We experience the dog's responsiveness as expressive of a mutual understanding: we're on this walk together; we're playing together. Researchers who have looked at the temporal pattern of interactions with our dogs find that it is similar to the timing patterns among mixed-sex strangers flirting, and to the timing among soccer players as they move down the field that feels like great teamwork. There are hidden sequences of paired behaviors that repeat in interaction: a dog looking at the owner's face before picking up a stick, a person pointing and a dog following the point to what it's directed. The sequences are repeated, and they are reliable, so we begin to get the feeling, over time, that there is a shared covenant of interaction between us. None of the sequences is itself profound, but none is random, and together they have a cumulative result.
Walk down Fifth Avenue in midtown Manhattan around lunchtime on a weekday and you experience the frustration and pleasure of being a member of the human species. The sidewalks are mobbed, jammed with tourists wandering and gawking; office workers rushing to grab lunch or dallying before returning; enterprising street vendors rushing from enforcement officers. It is a formidable sight, one you may not relish joining. On most days, though, you can take any pace you'd like, and just as easily wend your way through the crowds. It has been speculated that people walking en masse don't crash into each other because we are instantly and easily predictable. It only takes a glance to calculate when the oncoming person will reach you. You unconsciously veer subtly right to avoid him; he has done the same with you. It is not unlike (but not quite as completely successful as) the school of fish that abruptly, with one mind, turns tail and goes back from where it came. We are social, and social animals coordinate their actions. What dogs do is cross the species line and coordinate with us. Pick up the leash of any dog in your neighborhood and suddenly you are walking together, like old friends.

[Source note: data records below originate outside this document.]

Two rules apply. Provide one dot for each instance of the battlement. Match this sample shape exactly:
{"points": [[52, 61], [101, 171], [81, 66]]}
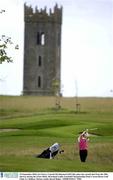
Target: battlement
{"points": [[42, 15]]}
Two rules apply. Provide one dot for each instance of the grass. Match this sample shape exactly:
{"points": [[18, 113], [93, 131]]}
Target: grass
{"points": [[39, 125]]}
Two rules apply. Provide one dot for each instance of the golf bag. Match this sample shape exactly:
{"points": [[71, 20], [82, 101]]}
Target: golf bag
{"points": [[50, 152]]}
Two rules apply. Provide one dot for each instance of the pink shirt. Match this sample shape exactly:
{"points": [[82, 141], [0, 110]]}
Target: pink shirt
{"points": [[83, 144]]}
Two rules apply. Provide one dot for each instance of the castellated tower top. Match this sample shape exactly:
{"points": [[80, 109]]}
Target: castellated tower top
{"points": [[42, 15]]}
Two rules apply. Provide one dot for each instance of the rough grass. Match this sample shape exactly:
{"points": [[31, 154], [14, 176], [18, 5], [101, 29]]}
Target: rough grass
{"points": [[39, 126]]}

The significance of these three elements is corroborated by the kinds of feelings generated when they disappear: of mild betrayal, of momentary severance of the bond. There's a feeling of disconnect when a dog one reaches for ducks her head away, preventing contact. The frustration is immediate when a dog stops cooperating in taking turns in a game: refusing to bring the ball back, not seeing the toss or pursuing a seen toss. A betrayal is felt when the simple communication come! isn't followed by a dog coming. And it would be heartbreaking to approach your dog and to fail to prompt a tail to wag, ears to flatten to the head, or a stomach to be bared for scratching. Dogs whom we perceive as stubborn or disobedient are those dogs who flout these elements. But these elements are natural for both them and for us; a disobedient dog more likely simply does not realize what rules he is being asked to obey.